Hi Martin, et al,
on the LCG-1 system the RB has a few problems that require regular
manual intervention:
1. Dependent on the amount of activity in the system, a deadlock may
occur between various WP1 daemons, that all try to access the same
shared file. We have seen these cases:
- LogMonitor (LM), Workload Manager (WM), Network Server (NS);
- Job Controller (JC), LM, WM;
- LM, WM.
I will forward a script "check-RB.pl" that I wrote to detect the
deadlock and recover from it "automatically" (I even have an RPM
for it, but LCG-2 will be installed early January, and LCG-2 no
longer has the deadlocks). The script will also try and restart
any service that is absent.
2. Occasionally the NS becomes "autistic": it is running, but does
not accept any requests and does not log any errors; it simply
must be restarted. The only clue is that its logfile does not
get updated, so the last entry will appear to be rather old.

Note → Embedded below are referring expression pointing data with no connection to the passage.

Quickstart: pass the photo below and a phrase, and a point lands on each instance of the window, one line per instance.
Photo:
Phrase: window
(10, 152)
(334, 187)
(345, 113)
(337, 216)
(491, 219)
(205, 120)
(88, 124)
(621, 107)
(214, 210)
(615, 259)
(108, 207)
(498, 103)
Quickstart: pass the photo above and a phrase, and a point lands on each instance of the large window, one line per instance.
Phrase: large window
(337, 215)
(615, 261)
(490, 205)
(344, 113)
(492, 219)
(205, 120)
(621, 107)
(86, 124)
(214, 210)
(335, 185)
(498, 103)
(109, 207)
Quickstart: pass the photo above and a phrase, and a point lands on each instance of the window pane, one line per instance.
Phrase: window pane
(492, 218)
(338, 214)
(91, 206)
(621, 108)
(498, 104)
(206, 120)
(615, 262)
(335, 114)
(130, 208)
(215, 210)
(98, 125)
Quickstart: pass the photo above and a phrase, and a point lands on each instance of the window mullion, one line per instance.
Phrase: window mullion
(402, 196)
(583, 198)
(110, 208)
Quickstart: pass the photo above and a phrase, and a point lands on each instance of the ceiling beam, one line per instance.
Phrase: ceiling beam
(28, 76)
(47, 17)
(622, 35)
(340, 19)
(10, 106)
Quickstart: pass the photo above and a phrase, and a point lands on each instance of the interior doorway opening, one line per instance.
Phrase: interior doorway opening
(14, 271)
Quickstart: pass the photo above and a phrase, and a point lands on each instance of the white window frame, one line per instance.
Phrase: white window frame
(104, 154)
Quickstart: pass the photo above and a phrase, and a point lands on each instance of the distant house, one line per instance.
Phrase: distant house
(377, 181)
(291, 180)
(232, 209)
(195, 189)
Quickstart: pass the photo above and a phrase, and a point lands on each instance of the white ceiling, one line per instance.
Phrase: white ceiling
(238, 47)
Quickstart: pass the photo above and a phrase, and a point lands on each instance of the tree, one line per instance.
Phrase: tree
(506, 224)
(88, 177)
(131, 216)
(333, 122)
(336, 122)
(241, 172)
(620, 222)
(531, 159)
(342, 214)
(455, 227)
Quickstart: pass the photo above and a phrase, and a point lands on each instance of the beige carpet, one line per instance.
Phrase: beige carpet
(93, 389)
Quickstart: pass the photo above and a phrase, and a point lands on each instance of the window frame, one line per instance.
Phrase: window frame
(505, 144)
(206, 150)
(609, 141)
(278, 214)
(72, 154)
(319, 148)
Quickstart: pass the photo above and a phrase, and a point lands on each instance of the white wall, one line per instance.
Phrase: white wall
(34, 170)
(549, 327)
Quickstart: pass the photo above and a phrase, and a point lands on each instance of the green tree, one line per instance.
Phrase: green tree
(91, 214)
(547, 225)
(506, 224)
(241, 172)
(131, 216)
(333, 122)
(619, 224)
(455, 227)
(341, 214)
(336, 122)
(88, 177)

3. The WM has a file descriptor leak. Find the process of the WM
and do an "lsof -p $PID | wc -l" once or twice per day: when it
reaches ~1024, the WM must be stopped and restarted. There will
be plenty of error messages in its logfile, when the restart is
not done in time.
I will also forward a small script "chk-wl.sh" that shows the status
of the various daemons: at the top it shows the status of the file
locks in the system (usually 3 lines on a quiet system; if there are
many lines, run "check-RB.pl" to recover from a deadlock); next it
shows one instance of every WP1 process, marking the "fabulous four"
(JC/LM/NS/WM) for easy recognition; finally, it shows the last 3
lines of the logfiles of that foursome.
I run that script a couple of times per day on the CERN RB; I run
"check-RB.pl" as needed.
|